The “better angels” in the title is a reference to the first inaugural speech by Abraham Lincoln in 1861 in which he says, “We are not enemies, but friends. We must not be enemies. Though passion may have strained it must not break our bonds of affection. The mystic chords of memory, stretching from every battlefield and patriot grave to every living heart and hearthstone all over this broad land, will yet swell the chorus of the Union, when again touched, as surely they will be, by the better angels of our nature.”

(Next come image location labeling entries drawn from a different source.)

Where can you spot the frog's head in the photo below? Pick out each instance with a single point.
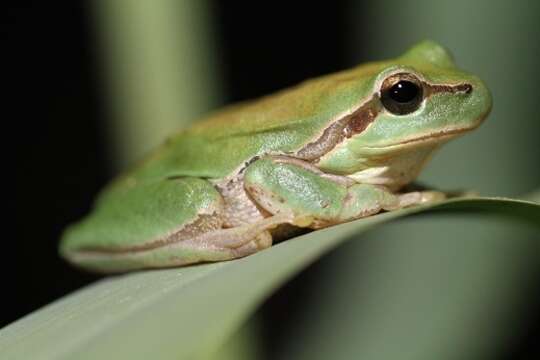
(412, 104)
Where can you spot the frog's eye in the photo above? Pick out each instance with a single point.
(401, 93)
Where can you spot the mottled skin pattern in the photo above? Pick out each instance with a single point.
(326, 151)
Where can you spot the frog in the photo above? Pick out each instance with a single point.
(326, 151)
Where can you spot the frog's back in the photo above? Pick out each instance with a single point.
(275, 124)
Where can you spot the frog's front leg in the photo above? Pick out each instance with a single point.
(282, 185)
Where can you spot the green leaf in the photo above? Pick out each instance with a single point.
(188, 312)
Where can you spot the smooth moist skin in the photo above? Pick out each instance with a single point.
(327, 151)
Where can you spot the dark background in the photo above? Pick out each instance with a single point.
(57, 116)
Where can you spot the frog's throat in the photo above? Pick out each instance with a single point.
(356, 122)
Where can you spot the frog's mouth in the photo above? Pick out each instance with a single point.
(437, 136)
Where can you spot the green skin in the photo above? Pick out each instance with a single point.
(321, 153)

To reassure his readers that the nobler ideals of America will ultimately prevail, Meacham takes us through a history of the presidency, pointing out some of the unworthy and ineffective examples but focusing on key moments when honorable, courageous, albeit imperfect and deeply flawed men, stood up and used the burden and power of the presidential office to effect change for the better. He speaks of Lincoln, of course, who despite the trauma of the Civil War and much opposition stood firm for the emancipation of the slaves. He writes of Ulysses S. Grant and his struggles with the post-Civil War Ku Klux Klan, about the exuberant Teddy Roosevelt and the vision of the United States as a great melting pot of immigrants, of Woodrow Wilson and the struggle for women’s suffrage, of Franklin D. Roosevelt and the reforms of the New Deal during the Great Depression. Meacham doesn’t try to sugar-coat the issues, though, or present these men as shining saints. He brings out their defects as well. Teddy Roosevelt, for instance, was a tremendous egoist and believed in white superiority. F.D.R. has the deep stain of the internment camps for Japanese Americans during World War II to his shameful record. Meacham emphasizes that despite their flaws and mistakes, these men rose to the occasion during crucial historical times and stood up for the American democratic ideal.

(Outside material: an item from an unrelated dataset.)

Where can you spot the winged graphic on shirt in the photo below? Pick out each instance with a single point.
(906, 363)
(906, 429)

There is a long section on one of the sordid periods of American history: the time of Joseph McCarthy and the Communist paranoia that gripped the nation at his instigation. The parallels to the present illogical paranoia about immigrants are uncanny. McCarthy seldom bothered with facts in his analyses of social situations; instead, he used exaggerations, distortions, and outright lies. Eventually his hyperbole caught up with him and he died in alcoholic disgrace.

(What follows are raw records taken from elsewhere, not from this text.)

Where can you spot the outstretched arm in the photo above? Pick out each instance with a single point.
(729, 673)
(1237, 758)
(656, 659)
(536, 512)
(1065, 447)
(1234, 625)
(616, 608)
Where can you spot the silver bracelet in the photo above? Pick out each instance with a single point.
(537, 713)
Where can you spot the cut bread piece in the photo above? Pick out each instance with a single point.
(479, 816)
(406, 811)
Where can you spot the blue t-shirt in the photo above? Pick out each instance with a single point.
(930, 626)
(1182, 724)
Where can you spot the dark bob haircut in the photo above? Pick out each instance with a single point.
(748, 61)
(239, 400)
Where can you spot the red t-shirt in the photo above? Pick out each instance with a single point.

The final major presidential story in the book concerns Lyndon Johnson and his struggles to attain equal rights under the law for African Americans. He ascended to the office unexpectedly upon the assassination of John F. Kennedy. At the time, Kennedy had left a civil rights bill in Congress. Johnson decided that regardless of personal political ramifications he would see that bill become law. He further fought for and had passed a voting rights act. In seeing these measures through to completion, he worked closely with Dr. Martin Luther King, Jr., who at the same time was crusading for civil rights. Meacham outlines the situation in the South at that time and King’s crusade in relation to the controversial decisions that Johnson, a southerner, made in the White House.
All in all, though this book deals with some of the most sordid episodes of American history, it is ultimately comforting. It brings out that the ideals for which the country was founded have always prevailed despite the machinations of petty men, and ultimately hints that they will continue to prevail.